When my daughter Lucy was a toddler, she had some verbal skill, but she rarely looked at anyone. After her Autism diagnosis, Lucy's therapy team made teaching her to make eye contact one of their first goals.
Emily, Lucy's lead behavioral therapist, would grab her hands, spin in a circle, and sing 'Ring Around the Rosy.' Like many Autistic children, Lucy loves to spin, so she bought in right away. Once Emily had full cooperation, she'd stop the game and wait until Lucy caught her eye. Then, and only then, she would start the game again. It didn't take long for Lucy to see that making eye contact was the way to make a request.
Lucy couldn't have understood if we tried to tell her to use her eyes. But she learned to use her eyes appropriately simply by doing so and receiving the gift of an enjoyable game. Practice led to understanding, not the other way around.
In the church, we often give the impression that people will obey God's commands to love their neighbor or share the gospel only after they fully understand the truth. We think that knowing the truth is the pathway to true discipleship. While I'm certainly not against studying the Bible and learning theology, I think that sometimes we need to put down our books and do something. Play a little.

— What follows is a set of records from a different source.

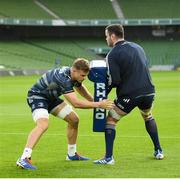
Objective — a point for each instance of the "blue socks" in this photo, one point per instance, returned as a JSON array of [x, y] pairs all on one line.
[[110, 134], [153, 132]]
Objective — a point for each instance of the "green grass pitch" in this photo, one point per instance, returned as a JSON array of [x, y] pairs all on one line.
[[132, 151]]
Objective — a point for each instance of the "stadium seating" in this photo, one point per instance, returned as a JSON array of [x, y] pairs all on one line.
[[22, 9], [42, 53], [150, 8]]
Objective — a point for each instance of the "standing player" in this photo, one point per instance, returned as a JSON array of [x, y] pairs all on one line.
[[43, 99], [128, 73]]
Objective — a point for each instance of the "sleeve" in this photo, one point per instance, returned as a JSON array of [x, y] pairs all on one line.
[[67, 87], [113, 70], [77, 84]]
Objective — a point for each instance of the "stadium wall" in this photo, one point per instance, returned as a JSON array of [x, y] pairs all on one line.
[[131, 32]]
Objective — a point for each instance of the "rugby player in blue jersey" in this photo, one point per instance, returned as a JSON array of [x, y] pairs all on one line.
[[128, 72], [43, 99]]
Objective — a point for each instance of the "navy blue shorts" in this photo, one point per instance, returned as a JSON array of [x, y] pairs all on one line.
[[48, 104], [127, 104]]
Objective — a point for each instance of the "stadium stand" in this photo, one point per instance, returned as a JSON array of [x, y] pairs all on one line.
[[81, 9], [29, 51], [150, 8], [22, 9]]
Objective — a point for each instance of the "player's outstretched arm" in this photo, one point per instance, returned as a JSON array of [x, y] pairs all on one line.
[[84, 104], [83, 91]]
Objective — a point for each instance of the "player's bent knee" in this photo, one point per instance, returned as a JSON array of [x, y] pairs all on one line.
[[40, 113], [66, 110], [42, 124], [112, 113]]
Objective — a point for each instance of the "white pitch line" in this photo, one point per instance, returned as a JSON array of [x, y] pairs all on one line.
[[23, 133]]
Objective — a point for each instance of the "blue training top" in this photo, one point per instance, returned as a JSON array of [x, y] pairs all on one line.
[[53, 84], [128, 70]]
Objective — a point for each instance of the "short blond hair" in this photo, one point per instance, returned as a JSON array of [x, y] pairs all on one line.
[[81, 64]]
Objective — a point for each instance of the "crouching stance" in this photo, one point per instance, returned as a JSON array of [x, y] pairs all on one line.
[[43, 98]]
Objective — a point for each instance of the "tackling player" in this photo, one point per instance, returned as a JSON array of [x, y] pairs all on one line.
[[129, 74], [43, 98]]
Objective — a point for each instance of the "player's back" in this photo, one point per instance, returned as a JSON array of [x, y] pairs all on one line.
[[53, 83], [128, 62]]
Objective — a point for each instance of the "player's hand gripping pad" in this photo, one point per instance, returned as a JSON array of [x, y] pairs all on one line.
[[98, 75]]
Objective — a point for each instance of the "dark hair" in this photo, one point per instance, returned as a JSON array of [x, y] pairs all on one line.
[[116, 29], [81, 64]]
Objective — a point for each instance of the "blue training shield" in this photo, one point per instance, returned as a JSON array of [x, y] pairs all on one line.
[[98, 75]]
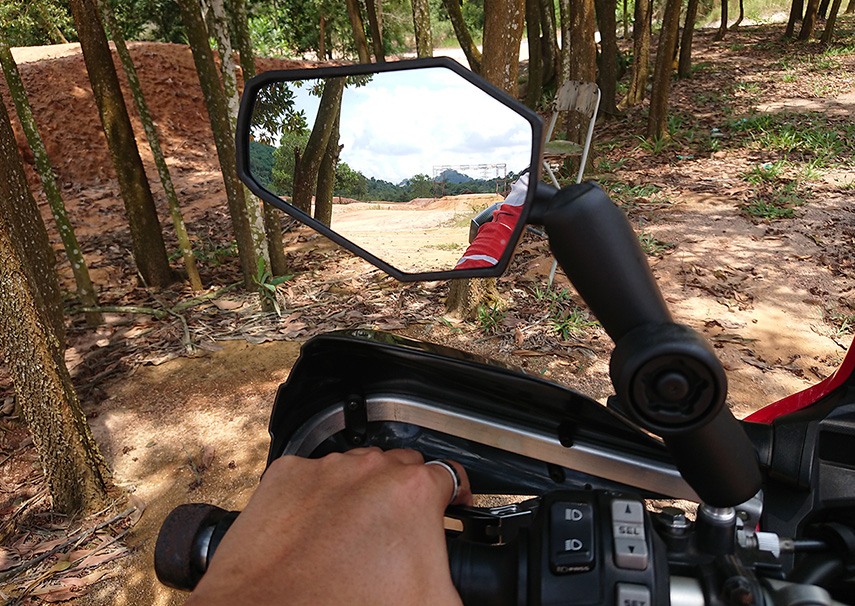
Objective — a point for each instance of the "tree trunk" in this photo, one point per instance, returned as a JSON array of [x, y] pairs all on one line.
[[28, 233], [684, 68], [829, 25], [149, 249], [85, 289], [534, 87], [306, 169], [228, 70], [75, 472], [376, 30], [741, 15], [464, 38], [606, 10], [641, 55], [215, 100], [154, 143], [658, 118], [503, 26], [722, 30], [421, 25], [551, 56], [809, 22], [326, 176], [797, 10], [272, 225], [358, 31]]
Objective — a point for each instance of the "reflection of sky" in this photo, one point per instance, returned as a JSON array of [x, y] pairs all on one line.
[[405, 123]]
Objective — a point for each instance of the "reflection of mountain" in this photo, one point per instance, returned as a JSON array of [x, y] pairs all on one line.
[[452, 176]]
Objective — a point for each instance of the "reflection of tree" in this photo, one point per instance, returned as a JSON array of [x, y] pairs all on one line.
[[274, 113], [309, 163]]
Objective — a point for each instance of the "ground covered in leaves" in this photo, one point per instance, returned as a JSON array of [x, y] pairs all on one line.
[[745, 211]]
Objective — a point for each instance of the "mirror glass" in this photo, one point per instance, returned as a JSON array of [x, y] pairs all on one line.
[[399, 162]]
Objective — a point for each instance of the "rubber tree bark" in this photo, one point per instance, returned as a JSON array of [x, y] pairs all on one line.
[[722, 29], [372, 10], [421, 26], [27, 230], [503, 27], [828, 32], [809, 22], [464, 38], [534, 86], [85, 289], [326, 176], [607, 25], [641, 55], [146, 235], [358, 31], [229, 74], [272, 224], [797, 10], [215, 101], [154, 143], [306, 169], [684, 66], [74, 469], [658, 117]]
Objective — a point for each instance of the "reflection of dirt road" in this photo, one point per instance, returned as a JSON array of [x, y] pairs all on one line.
[[417, 236]]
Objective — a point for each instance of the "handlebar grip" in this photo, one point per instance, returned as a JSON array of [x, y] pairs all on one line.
[[595, 245], [186, 541]]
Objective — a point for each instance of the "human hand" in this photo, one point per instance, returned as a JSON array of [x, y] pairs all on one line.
[[363, 527]]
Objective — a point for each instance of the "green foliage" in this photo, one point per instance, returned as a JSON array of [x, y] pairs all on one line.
[[652, 245], [35, 22], [267, 286], [490, 318]]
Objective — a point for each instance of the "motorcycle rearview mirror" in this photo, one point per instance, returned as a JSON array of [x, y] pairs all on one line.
[[393, 162]]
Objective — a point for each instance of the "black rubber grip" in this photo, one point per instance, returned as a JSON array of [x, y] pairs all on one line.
[[599, 252]]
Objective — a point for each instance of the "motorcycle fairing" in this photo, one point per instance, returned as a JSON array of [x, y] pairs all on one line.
[[515, 434]]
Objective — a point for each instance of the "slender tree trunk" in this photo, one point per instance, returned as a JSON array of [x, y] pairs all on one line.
[[551, 58], [421, 25], [722, 30], [641, 55], [307, 168], [503, 26], [376, 30], [464, 38], [741, 15], [154, 143], [606, 10], [658, 118], [326, 176], [829, 25], [272, 225], [85, 289], [149, 249], [228, 71], [27, 230], [215, 100], [809, 22], [534, 87], [797, 10], [684, 68], [33, 351], [358, 31]]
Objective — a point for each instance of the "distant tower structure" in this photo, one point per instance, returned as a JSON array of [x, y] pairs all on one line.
[[499, 172]]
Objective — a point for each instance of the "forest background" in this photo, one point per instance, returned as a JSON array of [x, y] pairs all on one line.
[[731, 153]]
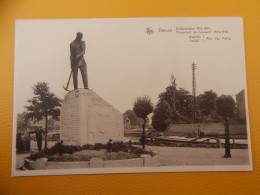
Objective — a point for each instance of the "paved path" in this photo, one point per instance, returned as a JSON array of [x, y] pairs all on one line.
[[181, 156]]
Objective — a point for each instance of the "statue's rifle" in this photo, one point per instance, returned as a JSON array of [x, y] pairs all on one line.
[[68, 82]]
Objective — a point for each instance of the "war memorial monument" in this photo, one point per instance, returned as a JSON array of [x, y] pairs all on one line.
[[86, 118]]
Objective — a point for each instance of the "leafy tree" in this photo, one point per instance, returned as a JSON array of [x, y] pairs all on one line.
[[206, 102], [142, 108], [184, 103], [134, 120], [226, 107], [162, 115], [42, 105], [179, 100]]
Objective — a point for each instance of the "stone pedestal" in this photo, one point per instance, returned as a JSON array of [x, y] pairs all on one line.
[[88, 119]]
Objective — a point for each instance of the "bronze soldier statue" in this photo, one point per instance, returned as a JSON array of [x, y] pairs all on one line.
[[77, 51]]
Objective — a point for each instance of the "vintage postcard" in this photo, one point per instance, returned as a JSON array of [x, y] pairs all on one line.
[[128, 95]]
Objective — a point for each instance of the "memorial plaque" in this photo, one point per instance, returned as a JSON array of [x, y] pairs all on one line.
[[88, 119]]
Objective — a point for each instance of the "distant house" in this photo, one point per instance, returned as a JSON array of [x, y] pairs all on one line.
[[240, 101]]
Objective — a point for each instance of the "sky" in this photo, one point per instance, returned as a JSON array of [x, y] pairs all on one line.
[[124, 62]]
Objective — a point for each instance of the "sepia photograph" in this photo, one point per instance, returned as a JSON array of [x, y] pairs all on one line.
[[130, 95]]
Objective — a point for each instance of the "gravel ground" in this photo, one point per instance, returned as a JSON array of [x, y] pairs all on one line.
[[181, 156]]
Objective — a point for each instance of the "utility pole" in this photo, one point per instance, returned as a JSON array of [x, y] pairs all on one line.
[[193, 67]]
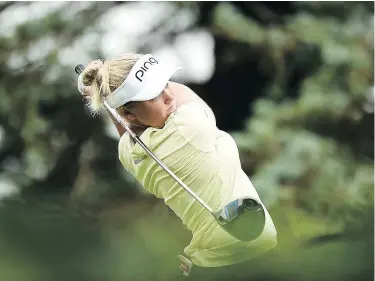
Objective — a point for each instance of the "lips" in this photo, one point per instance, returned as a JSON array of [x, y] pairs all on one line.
[[171, 109]]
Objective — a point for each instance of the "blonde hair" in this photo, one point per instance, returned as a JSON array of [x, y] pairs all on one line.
[[106, 76]]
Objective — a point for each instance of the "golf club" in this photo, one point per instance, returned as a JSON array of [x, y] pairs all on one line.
[[242, 218]]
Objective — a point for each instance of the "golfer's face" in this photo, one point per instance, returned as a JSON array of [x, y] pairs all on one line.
[[155, 112]]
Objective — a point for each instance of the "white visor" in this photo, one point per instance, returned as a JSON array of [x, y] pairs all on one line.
[[146, 81]]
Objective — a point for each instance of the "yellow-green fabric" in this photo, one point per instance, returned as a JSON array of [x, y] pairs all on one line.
[[207, 160]]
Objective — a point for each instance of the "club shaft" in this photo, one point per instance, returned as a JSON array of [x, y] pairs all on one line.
[[157, 160], [120, 120]]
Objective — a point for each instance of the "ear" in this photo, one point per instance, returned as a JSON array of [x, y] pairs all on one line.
[[130, 116]]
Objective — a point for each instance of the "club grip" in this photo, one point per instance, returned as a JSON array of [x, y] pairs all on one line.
[[79, 68]]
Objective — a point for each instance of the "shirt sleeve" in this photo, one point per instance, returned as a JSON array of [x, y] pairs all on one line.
[[197, 125]]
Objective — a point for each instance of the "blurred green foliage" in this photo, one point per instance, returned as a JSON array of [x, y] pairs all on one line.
[[80, 216]]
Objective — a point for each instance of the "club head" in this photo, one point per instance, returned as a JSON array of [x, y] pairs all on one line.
[[243, 218]]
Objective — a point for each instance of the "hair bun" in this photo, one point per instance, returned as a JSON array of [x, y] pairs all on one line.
[[91, 71]]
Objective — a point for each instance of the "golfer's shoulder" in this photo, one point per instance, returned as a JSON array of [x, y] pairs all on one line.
[[195, 122]]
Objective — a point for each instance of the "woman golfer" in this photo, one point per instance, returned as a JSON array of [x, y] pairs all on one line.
[[180, 129]]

Paul tells us that Christ has given a unique grace to every one of his people (Ephesians 4:7). Every saint has a particular function or ministry for which they are suited. One has the gift of teaching; another hospitality; and another the ability to nurture and care. But discovering one's gifting can only happen when a church member is given an opportunity to try out something new.
In Ephesians 4:11-12, Paul tells us that leaders have been given to the church "to equip his people for works of service." A leader's role is to help church members learn by doing. Elton Trueblood once wrote that Christian leadership "is for those who possess the peculiar gift of being able to help men and women to practice any ministry to which they are called." In other words, leaders must practice our pastoral calling to occupational therapy. We must invite people to serve and practice hospitality. We must share the teaching load. We must invite God's people to come and do ministry. We must call them to come and play.
I've never seen anyone discover their gifting apart from practice. That's the only way a Christian can become aware of how she is gifted or how he is not. In fact, Paul tells us that calling every Christian to do ministry is the pathway to maturity. We equip so that the whole body of Christ may be built up (Ephesians 4:12).